On the surface, verifying the state of Kubernetes manifests may seem like a trivial task. Even the Kubernetes CLI (kubectl) has the ability to verify resources before they are applied to a cluster. (This is the default functionality, though it can be disabled by specifying the --validate=false option). This can be achieved by using the --dry-run=client option when specifying the kubectl create or kubectl apply commands which will perform the validation without applying the resources to the cluster. However, one of the key challenges with using this approach is that a connection against a running Kubernetes cluster is required to obtain the schema for the set of resources being validated.
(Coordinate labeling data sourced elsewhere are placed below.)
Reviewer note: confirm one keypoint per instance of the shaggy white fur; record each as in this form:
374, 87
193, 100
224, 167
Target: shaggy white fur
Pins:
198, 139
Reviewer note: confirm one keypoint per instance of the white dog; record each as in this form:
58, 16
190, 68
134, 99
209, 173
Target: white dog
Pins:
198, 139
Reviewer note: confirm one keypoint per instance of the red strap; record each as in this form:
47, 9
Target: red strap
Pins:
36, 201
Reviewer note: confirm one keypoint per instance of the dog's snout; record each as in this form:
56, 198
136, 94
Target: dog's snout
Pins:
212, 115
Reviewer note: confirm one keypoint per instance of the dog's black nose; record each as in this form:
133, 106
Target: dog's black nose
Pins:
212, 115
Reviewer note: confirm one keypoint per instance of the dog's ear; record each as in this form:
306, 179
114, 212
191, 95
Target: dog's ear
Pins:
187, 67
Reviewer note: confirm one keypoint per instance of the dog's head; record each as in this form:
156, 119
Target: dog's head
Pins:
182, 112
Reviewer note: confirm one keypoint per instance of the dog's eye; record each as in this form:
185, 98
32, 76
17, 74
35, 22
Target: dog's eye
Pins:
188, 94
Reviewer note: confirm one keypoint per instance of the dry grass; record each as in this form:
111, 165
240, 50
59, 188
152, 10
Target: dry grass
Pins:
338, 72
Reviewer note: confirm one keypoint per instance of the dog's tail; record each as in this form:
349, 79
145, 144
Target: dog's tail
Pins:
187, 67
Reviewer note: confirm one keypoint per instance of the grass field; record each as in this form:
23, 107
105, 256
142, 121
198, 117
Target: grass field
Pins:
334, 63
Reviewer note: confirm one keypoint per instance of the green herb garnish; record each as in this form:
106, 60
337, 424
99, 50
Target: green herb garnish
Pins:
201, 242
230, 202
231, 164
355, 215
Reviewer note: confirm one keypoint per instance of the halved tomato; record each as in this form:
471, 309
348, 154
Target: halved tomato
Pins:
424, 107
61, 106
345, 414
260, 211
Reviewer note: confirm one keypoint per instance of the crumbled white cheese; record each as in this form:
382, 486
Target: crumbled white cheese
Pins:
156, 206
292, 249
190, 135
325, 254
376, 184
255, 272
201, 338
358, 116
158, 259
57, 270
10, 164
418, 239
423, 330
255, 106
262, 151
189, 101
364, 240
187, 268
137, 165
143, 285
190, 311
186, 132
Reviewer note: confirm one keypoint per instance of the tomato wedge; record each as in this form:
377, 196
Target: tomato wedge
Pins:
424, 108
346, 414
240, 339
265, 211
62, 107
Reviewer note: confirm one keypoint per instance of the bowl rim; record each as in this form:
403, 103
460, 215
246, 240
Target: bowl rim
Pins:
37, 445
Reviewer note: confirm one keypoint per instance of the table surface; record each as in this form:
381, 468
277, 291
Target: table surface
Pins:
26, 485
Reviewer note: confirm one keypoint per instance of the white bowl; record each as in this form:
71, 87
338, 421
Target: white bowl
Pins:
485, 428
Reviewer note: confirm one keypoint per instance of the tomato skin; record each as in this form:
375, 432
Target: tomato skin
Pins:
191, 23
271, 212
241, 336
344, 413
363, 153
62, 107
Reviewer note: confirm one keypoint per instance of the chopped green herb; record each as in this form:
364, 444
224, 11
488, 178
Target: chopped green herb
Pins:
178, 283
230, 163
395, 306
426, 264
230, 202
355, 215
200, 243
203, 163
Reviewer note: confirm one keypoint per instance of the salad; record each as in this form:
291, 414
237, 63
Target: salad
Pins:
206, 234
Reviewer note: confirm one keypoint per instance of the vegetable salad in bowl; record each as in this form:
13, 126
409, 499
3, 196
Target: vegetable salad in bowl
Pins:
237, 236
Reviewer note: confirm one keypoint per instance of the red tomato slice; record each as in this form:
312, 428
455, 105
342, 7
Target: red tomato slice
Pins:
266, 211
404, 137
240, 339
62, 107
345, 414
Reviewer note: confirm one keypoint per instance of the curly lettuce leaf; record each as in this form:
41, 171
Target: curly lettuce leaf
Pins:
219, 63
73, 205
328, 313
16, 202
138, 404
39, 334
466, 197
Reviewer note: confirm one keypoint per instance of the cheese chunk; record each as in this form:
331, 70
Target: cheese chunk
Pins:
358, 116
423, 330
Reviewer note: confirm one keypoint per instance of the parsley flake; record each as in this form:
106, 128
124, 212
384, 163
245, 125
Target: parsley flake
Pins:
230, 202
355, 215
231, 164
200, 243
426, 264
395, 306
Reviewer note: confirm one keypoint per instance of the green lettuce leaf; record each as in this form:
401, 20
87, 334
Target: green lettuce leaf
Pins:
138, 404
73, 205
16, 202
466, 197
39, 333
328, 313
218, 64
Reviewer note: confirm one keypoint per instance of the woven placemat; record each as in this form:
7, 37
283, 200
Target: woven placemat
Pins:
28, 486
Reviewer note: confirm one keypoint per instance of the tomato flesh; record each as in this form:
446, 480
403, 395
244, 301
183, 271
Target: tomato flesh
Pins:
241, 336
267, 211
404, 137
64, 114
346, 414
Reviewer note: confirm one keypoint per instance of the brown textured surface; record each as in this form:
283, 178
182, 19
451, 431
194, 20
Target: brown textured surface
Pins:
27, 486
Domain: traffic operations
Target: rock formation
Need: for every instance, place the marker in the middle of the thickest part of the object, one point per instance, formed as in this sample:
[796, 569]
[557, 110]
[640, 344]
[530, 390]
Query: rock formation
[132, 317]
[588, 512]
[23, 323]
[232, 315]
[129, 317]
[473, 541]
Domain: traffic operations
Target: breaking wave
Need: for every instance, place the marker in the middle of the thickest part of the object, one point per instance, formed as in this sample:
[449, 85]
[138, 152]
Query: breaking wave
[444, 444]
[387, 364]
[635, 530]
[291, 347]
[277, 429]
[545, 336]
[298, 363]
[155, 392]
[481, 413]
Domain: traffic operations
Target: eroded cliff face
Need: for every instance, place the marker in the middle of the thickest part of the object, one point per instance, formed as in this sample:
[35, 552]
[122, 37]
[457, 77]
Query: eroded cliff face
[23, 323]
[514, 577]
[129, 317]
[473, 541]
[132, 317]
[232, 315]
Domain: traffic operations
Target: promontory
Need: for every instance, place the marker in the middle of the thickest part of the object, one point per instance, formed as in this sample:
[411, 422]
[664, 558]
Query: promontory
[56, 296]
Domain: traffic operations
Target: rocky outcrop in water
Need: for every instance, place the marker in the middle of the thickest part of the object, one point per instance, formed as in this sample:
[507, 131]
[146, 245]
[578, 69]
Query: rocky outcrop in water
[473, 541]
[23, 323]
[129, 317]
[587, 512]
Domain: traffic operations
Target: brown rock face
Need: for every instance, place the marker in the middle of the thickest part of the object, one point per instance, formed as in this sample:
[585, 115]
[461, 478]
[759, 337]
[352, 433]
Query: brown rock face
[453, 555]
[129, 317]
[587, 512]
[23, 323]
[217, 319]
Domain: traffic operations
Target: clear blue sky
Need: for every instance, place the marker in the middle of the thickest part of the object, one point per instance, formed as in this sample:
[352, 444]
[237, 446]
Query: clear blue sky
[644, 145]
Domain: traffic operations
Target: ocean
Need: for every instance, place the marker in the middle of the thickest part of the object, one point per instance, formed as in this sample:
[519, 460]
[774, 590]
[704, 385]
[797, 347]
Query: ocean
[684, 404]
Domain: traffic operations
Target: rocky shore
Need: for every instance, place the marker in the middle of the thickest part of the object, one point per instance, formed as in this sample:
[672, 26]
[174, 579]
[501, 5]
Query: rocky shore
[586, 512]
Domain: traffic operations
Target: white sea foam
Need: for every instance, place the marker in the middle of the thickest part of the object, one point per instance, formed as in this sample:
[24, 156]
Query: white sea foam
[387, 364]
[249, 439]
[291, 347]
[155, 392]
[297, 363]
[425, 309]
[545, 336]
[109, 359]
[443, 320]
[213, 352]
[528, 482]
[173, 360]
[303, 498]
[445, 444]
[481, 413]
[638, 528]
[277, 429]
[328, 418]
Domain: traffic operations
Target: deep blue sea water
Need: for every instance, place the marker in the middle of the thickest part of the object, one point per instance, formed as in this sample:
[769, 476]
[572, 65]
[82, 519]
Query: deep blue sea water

This presents an issue when incorporating manifest verification into a CI process and requires managing connectivity and credentials against a running environment to perform the validation.

Schemas are a key component to the verification process in Kubernetes, providing the structure along with the fields defined for each API resource. Schemas are not unique to Kubernetes alone. A number of tools in the Kubernetes ecosystem also use schemas. The Helm package manager, for example, provides the ability to leverage JSON schema validation to define the set of values that must be specified when invoking a chart. This optional feature lets the author specify a values.schema.json file at the root of their chart containing the set of required components and their structure. Because the extensibility of the Kubernetes ecosystem and the kubectl alone cannot easily validate resources at scale, we need to leverage another tool.

Kubeval is a command line tool developed with the sole purpose of validating Kubernetes manifests. In addition, a running Kubernetes environment is not required to use the tool. Verification is performed against the supplied manifests using JSON schemas generated from the OpenAPI specifications for a particular Kubernetes version. All you need to do is point a single manifest, directory, or external set of resources piped to kubeval to confirm the validity, similar to the following:

$ curl -sL | kubeval
PASS - stdin contains a valid Service (redis-master)
PASS - stdin contains a valid Deployment (redis-master)
PASS - stdin contains a valid Service (redis-slave)
PASS - stdin contains a valid Deployment (redis-slave)
PASS - stdin contains a valid Service (frontend)
PASS - stdin contains a valid Deployment (frontend)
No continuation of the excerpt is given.